This invention covers a circuit arrangement for the generation of stepping pulses for the acceleration of a stepper motor where a pulse generator is employed which generates command pulses which are coordinated to the stepping pulses. An amplifier is employed which has at its input the stepping pulses and which outputs to the stepper motor the voltages corresponding to the stepping pulses.

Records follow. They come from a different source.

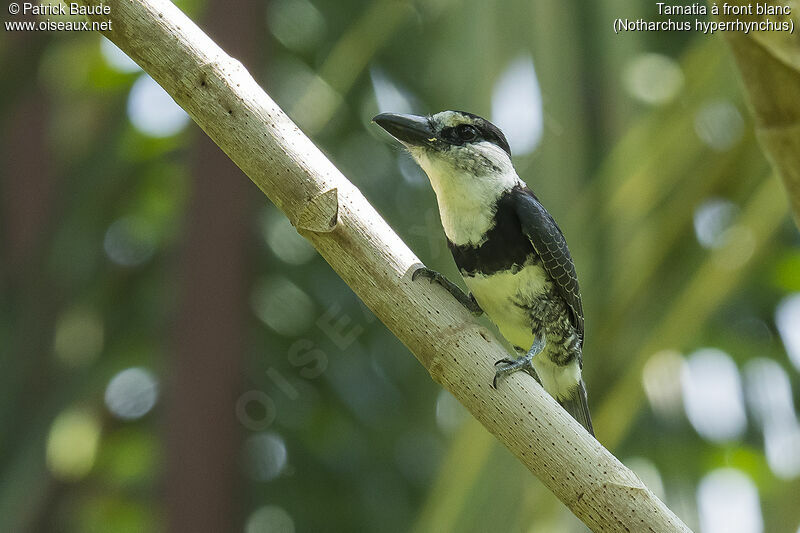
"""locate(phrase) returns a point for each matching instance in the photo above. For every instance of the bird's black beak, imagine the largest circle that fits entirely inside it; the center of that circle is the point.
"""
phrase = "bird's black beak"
(409, 129)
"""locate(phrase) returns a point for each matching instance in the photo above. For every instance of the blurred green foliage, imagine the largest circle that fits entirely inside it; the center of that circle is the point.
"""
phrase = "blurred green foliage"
(647, 159)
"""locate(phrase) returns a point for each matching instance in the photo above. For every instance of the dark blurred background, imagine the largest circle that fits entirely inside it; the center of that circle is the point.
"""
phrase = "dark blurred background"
(176, 358)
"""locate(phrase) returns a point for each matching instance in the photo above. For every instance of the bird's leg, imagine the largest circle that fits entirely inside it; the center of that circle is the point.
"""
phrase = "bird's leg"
(467, 301)
(509, 366)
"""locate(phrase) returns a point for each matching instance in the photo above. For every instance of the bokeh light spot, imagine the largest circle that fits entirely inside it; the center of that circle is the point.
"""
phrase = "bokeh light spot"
(269, 519)
(517, 106)
(712, 395)
(283, 306)
(132, 393)
(661, 378)
(152, 111)
(719, 125)
(72, 444)
(727, 501)
(265, 456)
(712, 219)
(129, 241)
(653, 79)
(296, 24)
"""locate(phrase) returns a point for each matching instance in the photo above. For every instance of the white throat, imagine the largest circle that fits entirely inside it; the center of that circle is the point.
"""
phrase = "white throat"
(467, 201)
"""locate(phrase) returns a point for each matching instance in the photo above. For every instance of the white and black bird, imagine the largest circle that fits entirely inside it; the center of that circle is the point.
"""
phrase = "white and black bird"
(509, 250)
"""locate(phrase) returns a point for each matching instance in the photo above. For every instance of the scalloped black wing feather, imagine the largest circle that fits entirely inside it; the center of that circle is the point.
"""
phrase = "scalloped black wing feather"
(549, 243)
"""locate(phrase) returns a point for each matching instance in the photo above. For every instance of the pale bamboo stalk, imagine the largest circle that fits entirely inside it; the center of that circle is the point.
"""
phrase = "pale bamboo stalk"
(225, 101)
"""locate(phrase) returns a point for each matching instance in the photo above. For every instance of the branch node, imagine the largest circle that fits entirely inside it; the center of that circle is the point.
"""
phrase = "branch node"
(320, 214)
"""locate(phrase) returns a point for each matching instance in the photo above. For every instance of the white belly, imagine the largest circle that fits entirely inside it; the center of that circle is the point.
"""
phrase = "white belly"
(496, 295)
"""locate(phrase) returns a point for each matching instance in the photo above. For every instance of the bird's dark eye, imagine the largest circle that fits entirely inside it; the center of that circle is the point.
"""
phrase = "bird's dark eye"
(466, 132)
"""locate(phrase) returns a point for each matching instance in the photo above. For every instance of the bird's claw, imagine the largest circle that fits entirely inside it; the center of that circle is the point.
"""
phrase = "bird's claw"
(523, 363)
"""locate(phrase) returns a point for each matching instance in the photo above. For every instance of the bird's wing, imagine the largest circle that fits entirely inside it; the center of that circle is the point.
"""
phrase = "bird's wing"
(548, 241)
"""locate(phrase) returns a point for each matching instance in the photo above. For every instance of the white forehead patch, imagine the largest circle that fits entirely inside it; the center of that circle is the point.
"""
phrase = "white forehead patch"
(449, 119)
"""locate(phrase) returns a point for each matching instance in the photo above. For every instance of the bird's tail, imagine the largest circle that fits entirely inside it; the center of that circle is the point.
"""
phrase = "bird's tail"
(577, 406)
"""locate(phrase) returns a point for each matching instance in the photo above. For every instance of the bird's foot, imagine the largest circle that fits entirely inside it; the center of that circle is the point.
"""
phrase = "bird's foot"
(467, 301)
(505, 367)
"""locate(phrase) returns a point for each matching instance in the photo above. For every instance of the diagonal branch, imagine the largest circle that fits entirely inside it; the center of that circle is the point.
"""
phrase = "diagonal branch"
(330, 212)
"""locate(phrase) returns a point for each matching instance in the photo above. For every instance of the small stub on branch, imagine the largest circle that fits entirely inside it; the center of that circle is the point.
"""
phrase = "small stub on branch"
(320, 214)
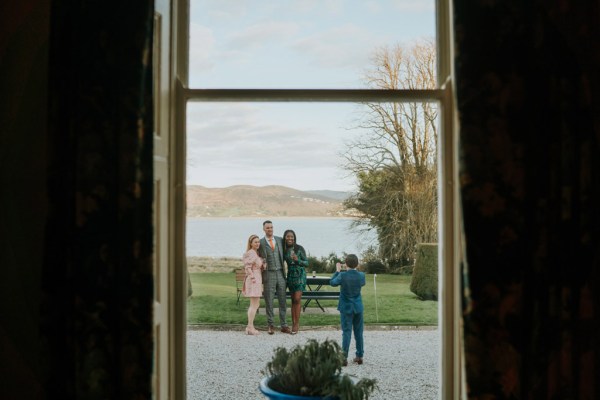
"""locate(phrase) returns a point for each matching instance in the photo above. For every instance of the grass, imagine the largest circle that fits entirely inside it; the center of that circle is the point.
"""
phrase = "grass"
(214, 302)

According to a publication "Celerate the Digital Stepping Motor" Electronic Design 1, Jan. 4, 1973 pages 84 to 87, there is already known a circuit arrangement for the generation of stepping pulses for the drive of a stepper motor. This circuit arrangement consists of a multiplexer or frequency divider having an input which receives command pulses of a predetermined repetition rate and which generates at its output the stepping pulses. The repetition rate of the stepping pulses is equal to the product of a factor which customarily is smaller than one and the repetition rate of the command pulses. This factor is determined by data words which are fed to the multiplexer. The circuit arrangement furthermore contains a counter which can be counted up or down by means of counting pulses of predetermined repetition rate. The counter generates at its output the data words. During acceleration of the stepper motor, the counter is counting up starting with an initial counter position to a final counter position by means of counting pulses which have a repetition rate considerably smaller than the rate of the command pulses. Depending on the appropriate counter position of the counter stage, the repetition rate of the stepping pulses constantly increases due to the changing values of the data words. At the moment the counter stage reaches its final counter position, further counting is inhibited and the repetition rate of the stepping pulses is not changed any further. During deceleration of the stepper motor the counter stage is again counted downwards by means of the counter pulses. In corresponding fashion to the acceleration of the stepper motor, the repetition rate of the stepping pulses is reduced in dependence upon the respective counter position. In this known circuit arrangement the repetition rate of the stepping pulses can be adjusted such that it can be changed during acceleration and during deceleration of the stepper motor linearly, logarithmically, or exponentially. The stepper motor is, however, in this mode not operated at its optimum load angle range. In the case where stepper motors are used as drives for positioning, it is, however, frequently necessary that the time required to reach a particular position be kept at a minimum. This positioning time is shorter the higher the torque of the stepper motor. The torque is not only dependent upon the properties of the stepper motor but also on the mode of operation.
The above described counter and multiplexer of the Electronic Design I article are similar to the counter ZS and multiplexer FT of FIG. 4 discussed below.